My husband calls them "cheat notes". I prefer to think of "cliff notes" and their French counterpart, "profil du Bac", as study aids. I don't use them to cheat. I have nothing left to cheat for. I am just perpetuating my eternal student status by continuing to study the novels I read.
Do you remember the list of 100 Best Books of the Twentieth Century that came out in 2000? I was pregnant with my first and had just completed my PhD dissertation. I was patiently waiting for my advisors edits of my thesis and had time on my hands.
I quizzed every member of my family as to how many of those 100 books they'd read. It was a way to assess how cultured we were. My grandmother was the clear winner, but she had also had some 50 years of reading time ahead of us. Still, she'd only covered about 40 of the works on the list. The rest of us averaged between 10 to 30 books. Even if we'd read another by the same author, or if we'd seen the movie, were not enough to grant us a point in our personal "cultural index".
So I took the American list and a list from Le Monde, and I put my mind to the task of improving my cultural index. I was getting a Ph.D after all and a mere 30% just wasn't enough.
So I bought "A Brave NewWorld" , "For Whom the Bell Tolls" and "The Grapes of Wrath", along with their corresponding cliff notes. I wanted to study them, the way I would have if I had attended an American High School or taken an American Literature class in college (which I regrettably didn't). I bought a dozen more titles in English. I did the same for my French list completing it with Gide, De Beauvoir, Yourcenar, Camus, Celine and Sartre. These were authors I had studied in high school, but hadn't read every single book. They are the types of authors one finds difficult to read for fun.
Today, eleven years since those abandoned and never completed reading lists, I still buy cliff notes or the Profil de Bac to study a novel. I have just picked up l'Amant by Marguerite Duras, postponing my Dostoyevski reading in French. My husband saw me and said: "you don't need cheat notes! You've earned a Ph.D."

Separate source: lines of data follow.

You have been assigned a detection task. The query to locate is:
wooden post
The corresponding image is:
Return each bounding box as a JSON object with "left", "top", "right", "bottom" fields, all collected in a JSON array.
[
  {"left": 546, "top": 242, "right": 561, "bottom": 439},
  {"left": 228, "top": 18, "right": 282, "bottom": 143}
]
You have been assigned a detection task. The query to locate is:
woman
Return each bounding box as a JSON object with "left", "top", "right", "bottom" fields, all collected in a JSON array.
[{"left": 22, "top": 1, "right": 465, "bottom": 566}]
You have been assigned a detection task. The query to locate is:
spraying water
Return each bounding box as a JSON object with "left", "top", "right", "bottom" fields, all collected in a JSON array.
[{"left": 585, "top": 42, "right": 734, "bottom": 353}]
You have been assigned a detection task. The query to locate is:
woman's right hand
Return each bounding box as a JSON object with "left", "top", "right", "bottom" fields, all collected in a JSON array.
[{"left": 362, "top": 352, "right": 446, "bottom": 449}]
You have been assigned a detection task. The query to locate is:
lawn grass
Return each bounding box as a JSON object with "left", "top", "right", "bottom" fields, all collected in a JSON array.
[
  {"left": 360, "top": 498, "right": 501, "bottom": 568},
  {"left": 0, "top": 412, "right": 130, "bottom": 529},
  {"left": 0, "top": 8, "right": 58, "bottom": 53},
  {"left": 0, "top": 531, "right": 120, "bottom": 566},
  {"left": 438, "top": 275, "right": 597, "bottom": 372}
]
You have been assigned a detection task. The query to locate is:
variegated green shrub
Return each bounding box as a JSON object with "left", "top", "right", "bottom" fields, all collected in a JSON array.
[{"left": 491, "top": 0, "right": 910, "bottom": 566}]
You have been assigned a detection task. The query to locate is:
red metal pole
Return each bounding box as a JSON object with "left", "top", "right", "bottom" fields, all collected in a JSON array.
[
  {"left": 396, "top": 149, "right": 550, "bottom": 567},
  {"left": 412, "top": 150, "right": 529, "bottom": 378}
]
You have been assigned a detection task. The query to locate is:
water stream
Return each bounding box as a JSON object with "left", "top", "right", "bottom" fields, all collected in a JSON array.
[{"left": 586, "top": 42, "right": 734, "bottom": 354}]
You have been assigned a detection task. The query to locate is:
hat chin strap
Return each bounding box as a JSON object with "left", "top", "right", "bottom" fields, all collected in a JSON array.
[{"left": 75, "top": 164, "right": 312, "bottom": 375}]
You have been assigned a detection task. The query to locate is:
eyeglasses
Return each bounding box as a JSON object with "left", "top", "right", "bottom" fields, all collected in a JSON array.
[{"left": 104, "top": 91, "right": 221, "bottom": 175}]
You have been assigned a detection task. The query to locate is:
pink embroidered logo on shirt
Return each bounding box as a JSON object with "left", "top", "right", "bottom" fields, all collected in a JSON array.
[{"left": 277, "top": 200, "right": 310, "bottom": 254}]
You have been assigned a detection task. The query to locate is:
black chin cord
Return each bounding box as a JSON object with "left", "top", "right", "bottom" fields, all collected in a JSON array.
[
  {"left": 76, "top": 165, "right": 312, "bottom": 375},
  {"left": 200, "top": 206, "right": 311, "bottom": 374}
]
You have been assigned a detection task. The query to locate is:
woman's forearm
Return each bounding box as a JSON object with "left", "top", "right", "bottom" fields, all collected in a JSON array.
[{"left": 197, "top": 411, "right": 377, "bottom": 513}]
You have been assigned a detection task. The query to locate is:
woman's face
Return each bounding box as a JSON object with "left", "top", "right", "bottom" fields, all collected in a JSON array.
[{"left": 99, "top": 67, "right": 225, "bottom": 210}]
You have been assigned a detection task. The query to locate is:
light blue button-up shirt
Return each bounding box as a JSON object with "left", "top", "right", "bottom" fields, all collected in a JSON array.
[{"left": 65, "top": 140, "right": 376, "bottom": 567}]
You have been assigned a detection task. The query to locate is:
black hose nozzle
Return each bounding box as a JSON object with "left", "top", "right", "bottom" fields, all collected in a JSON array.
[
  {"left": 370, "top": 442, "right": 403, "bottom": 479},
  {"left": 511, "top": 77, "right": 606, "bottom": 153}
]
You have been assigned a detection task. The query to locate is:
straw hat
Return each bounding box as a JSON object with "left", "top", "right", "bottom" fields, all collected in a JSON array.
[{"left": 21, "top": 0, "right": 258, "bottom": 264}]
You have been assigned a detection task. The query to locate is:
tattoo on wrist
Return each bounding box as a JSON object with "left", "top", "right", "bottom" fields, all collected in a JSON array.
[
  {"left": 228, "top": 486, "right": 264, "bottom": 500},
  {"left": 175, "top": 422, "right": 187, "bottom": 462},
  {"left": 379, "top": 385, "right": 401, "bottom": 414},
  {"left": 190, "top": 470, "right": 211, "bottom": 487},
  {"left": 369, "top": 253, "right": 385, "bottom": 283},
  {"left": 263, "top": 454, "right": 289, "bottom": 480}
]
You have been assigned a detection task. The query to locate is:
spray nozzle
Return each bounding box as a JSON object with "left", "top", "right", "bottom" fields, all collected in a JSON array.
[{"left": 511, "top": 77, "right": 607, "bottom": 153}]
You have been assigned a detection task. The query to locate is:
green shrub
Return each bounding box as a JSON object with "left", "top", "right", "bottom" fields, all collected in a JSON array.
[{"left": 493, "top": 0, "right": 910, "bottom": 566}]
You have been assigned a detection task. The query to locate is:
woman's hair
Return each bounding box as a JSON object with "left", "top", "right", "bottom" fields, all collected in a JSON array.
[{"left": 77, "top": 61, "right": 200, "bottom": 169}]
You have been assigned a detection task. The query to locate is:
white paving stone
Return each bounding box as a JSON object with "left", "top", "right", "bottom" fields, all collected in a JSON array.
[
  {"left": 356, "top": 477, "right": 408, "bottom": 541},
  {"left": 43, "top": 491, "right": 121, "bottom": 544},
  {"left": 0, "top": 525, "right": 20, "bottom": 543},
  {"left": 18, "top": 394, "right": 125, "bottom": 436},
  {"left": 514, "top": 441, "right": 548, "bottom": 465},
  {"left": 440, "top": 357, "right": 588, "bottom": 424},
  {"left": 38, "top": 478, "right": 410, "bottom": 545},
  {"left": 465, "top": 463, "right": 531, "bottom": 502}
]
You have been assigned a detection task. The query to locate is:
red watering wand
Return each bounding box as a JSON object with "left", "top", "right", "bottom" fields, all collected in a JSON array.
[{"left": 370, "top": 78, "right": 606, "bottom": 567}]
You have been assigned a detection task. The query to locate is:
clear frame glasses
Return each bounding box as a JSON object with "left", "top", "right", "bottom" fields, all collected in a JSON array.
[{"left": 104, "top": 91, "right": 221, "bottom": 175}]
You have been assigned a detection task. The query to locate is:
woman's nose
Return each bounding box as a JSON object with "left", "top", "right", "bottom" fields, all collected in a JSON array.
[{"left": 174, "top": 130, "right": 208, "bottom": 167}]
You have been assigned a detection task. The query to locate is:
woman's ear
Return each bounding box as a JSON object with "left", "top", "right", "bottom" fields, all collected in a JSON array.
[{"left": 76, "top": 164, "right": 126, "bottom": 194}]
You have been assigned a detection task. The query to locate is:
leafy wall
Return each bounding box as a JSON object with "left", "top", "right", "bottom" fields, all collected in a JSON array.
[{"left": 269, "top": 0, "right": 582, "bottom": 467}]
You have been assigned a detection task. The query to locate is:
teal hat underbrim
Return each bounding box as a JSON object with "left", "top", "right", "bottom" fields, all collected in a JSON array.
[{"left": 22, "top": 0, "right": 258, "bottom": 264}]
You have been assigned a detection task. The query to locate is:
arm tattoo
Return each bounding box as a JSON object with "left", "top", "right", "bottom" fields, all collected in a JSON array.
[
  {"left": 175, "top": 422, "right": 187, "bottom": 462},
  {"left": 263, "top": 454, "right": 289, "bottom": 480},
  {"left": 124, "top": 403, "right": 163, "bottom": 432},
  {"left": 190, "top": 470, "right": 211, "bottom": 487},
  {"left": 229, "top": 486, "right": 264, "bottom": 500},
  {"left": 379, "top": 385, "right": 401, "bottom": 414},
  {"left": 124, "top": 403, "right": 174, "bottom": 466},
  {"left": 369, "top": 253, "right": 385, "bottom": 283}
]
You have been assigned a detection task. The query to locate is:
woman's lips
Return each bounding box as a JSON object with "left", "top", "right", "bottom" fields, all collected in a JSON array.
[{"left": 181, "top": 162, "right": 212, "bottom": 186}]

I told him I didn't use them for Franzen. I was too busy devouring his novels....There are some novels that only required free time to get through them. Others require cliff notes.
I knew we were going to end up with Franzen at the end of the day.The husband bravely finished 61 pages before dust started gathering on the blue cover.I was more patient,since I begrudgingly finished 93 pages. The rest of the family dont dare open the subject,since 3 or four copies of Franzen are up for resale or for recycling,or at best as book stands.